Pomiędzy tymi dwoma sytuacjami odbyłem studia z historii sztuki na UW, gdzie na piątym roku usłyszałem o Elblągu, o biennale, o Kwiatkowskim. Poważny głos Baraniewskiego wymieniał nazwiska rzeźbiarzy jak jakichś bohaterów: Jarnuszkiewicz, Stażewski, Morel... Robiło wrażenie. Wtedy zyskałem świadomość, że te rzeźby w parku lub przy ulicy w moim mieście to fragment fali awangardy, która wypłynęła z Elbląga i zalazła cały kraj.

Dlatego, gdy z żoną zwiedzałem Polskę, nie mogliśmy nie złożyć wizyty w Elblągu. I czar prysł. Tę całą uniwersalność awangardy zobaczyłem jako metry pogiętej blachy i drutu, przyrdzewiałe, pokrzywione, wtopione w zieleńce, przykryte gałęziami. Gdy odciąłem całą wiedzę, którą o nich mam, formy przestrzenne stały jak drogowskazy obcej cywilizacji, niezrozumiałe dla współczesnych. Ludzie zupełnie ignorując rzeźby, mijali je obojętnie.
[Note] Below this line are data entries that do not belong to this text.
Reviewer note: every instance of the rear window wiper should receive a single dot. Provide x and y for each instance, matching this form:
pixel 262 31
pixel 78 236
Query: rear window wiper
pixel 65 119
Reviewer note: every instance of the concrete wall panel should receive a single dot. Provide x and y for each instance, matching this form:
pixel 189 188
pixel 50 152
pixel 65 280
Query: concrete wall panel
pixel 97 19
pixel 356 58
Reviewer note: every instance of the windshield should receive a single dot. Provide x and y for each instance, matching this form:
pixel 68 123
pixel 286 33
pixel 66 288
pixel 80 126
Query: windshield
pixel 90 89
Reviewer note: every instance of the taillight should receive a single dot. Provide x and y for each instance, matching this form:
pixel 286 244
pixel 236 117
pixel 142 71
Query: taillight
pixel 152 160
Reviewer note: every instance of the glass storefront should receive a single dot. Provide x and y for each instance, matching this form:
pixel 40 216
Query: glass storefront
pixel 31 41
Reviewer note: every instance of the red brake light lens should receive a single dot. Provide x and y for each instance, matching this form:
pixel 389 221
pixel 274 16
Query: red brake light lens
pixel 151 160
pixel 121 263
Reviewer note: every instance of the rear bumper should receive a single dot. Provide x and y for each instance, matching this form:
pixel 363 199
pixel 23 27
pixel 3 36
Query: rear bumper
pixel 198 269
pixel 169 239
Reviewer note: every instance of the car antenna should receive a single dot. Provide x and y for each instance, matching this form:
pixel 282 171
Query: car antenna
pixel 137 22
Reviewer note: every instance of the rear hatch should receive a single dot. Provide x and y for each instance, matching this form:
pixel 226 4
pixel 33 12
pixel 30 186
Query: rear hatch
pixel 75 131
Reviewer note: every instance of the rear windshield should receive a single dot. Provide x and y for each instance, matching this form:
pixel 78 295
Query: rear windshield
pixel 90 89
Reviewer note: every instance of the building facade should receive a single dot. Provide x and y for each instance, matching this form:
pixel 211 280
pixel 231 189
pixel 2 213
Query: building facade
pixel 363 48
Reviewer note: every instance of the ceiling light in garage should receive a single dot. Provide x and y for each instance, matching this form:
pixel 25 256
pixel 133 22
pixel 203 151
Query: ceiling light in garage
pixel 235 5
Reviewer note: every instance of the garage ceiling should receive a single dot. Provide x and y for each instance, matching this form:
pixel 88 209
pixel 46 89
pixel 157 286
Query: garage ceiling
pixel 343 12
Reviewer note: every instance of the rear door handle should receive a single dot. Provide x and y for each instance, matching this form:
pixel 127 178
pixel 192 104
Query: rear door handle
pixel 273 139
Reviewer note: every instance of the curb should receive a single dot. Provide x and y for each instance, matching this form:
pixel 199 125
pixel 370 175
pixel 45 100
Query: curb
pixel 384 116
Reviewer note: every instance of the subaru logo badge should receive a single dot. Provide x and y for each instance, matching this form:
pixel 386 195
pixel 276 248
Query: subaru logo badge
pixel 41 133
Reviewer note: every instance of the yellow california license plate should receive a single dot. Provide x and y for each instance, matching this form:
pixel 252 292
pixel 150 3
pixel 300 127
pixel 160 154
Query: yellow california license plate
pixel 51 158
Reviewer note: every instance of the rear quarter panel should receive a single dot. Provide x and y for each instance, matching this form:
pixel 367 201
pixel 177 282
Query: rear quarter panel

Podobnie jest w Ostrowcu. Gdy zaczęliśmy odnawiać pierwszą rzeźbę na osiedlu Słonecznym – „Dysk słoneczny” Ireny Molin-Sowy z 1976 roku (rok temu była to wiedza tajemna) - mieszkańcy okolicznych bloków pytali nas, co to przedstawia i z czego jest zrobione. Rzeźba ta stoi 50 metrów od ich domu od 40 lat i oni nie wiedzą...!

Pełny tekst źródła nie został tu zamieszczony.